The 1962 film Santoy las Mujeres Vampiro (Santo and the Vampire Women) was due to be screened for the first time last week at Mexico’s Guadalajara Film Festiva. Unfortunately, one wrestler’s relatives intervened and got the film pulled from the festival. Morality was cited as the reason for its removal. El Santo was an iconic wrestler known for wearing a silver cloth mask with his leotard and cape. He never showed his face in public. According to his son, who is now also a silver masked wrestler known as El Hijo del Santo (the Son of El Santo), his father never agreed to have the movie shown in Mexico because the vampire women appear topless. He said that it violated all forms of decorum.
The film was a classic “B” movie, which was made in Mexico for foreign audiences. The story is about a professor who recruits a professional wrestler to protect his daughter from vampires who want to kidnap her and marry her off to the devil. The movie was directed by Alfonso Corona Blake , who directed 27 Mexican films in the 1950s and 1960s.

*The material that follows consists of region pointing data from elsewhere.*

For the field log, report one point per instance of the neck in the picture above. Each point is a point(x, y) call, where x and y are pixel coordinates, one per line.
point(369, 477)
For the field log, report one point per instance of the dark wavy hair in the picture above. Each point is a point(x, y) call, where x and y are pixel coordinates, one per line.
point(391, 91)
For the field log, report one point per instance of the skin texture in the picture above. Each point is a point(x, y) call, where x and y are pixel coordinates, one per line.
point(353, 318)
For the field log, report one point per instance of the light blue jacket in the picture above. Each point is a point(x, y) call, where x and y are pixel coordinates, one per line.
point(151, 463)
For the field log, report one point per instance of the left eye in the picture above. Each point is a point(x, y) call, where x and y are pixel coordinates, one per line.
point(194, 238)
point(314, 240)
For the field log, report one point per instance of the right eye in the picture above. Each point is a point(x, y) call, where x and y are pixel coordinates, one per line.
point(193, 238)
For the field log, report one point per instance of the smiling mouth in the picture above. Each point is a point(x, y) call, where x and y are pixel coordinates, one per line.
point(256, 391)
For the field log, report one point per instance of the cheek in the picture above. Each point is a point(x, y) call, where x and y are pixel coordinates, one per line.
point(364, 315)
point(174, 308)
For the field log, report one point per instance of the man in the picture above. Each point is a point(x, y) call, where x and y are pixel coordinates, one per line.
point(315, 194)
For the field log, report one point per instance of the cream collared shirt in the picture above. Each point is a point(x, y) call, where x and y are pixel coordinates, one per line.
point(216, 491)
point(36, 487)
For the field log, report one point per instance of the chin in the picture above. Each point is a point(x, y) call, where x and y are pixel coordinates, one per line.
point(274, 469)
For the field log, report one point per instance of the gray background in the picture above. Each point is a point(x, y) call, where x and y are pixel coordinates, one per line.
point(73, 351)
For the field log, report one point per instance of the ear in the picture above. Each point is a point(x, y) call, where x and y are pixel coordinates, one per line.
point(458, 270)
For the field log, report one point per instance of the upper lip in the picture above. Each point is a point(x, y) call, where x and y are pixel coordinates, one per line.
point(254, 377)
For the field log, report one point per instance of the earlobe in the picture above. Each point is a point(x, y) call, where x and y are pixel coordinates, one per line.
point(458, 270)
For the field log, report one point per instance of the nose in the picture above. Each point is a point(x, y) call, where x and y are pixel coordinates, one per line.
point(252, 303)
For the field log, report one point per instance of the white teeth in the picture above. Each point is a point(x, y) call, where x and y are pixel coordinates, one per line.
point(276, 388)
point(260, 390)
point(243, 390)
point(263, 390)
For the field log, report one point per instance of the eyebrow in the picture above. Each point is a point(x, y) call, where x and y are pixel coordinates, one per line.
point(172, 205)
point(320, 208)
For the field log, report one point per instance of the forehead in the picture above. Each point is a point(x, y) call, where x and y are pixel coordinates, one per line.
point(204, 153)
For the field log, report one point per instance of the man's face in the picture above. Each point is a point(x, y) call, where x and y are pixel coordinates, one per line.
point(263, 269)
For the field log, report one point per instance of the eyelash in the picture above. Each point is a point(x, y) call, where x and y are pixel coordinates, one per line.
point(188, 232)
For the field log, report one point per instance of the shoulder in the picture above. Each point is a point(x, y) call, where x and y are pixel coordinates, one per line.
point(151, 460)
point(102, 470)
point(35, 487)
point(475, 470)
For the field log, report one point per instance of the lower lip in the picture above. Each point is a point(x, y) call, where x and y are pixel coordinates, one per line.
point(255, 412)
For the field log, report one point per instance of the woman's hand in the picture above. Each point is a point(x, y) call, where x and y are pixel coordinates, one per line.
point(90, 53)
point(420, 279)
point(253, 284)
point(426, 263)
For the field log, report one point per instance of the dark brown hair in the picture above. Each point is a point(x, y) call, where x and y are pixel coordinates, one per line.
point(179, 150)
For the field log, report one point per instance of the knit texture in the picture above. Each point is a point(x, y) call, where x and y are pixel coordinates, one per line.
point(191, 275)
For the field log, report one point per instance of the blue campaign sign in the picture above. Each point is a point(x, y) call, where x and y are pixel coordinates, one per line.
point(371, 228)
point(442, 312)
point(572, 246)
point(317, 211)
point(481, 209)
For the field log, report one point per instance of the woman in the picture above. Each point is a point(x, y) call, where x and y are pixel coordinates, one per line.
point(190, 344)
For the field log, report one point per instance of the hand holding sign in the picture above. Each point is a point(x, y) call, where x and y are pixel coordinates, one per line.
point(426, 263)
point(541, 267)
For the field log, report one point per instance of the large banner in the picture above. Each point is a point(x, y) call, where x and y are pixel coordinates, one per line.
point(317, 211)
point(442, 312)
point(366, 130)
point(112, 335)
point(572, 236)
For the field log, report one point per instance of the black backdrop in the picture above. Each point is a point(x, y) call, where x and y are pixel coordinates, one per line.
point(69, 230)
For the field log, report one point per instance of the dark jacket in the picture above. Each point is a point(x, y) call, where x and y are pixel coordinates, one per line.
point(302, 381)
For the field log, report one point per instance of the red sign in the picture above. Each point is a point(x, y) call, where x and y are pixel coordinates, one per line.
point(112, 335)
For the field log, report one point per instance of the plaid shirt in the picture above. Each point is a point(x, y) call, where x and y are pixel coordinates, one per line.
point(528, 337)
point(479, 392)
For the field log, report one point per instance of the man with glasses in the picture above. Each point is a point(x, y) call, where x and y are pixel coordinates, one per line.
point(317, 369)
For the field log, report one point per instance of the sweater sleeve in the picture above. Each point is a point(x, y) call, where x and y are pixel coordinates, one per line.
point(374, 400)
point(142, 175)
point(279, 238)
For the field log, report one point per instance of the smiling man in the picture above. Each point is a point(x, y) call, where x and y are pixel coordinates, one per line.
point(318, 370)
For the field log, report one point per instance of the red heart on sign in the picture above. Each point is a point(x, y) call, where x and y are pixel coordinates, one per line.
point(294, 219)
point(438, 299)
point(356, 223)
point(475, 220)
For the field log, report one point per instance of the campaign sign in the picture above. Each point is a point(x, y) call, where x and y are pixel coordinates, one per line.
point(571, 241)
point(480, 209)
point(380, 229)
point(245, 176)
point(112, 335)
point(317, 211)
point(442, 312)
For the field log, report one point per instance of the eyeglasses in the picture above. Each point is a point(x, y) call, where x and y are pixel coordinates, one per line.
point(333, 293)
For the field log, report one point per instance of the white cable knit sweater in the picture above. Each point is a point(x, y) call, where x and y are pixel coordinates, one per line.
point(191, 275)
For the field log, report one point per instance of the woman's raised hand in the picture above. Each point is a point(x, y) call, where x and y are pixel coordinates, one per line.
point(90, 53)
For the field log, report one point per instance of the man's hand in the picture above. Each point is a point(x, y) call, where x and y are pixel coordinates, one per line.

El Santo performed from 1942, when he adopted his stage name, until 1984. He was one of the most famous wrestlers in Latin America. Mexican wrestling, called Lucha Libre, is acrobatic and more dramatic than the sport practised in the United States. Traditionally a lower middle class sport, wrestling has begun to attract more sophisticated fans in recent years. The most famous wrestler today is Mistico, a short nimble wrestler who also wears a mask and can do acrobatic turns like a circus performer. He is now scheduled to begin wrestling in the United States under the World Wrestling Entertainment brand.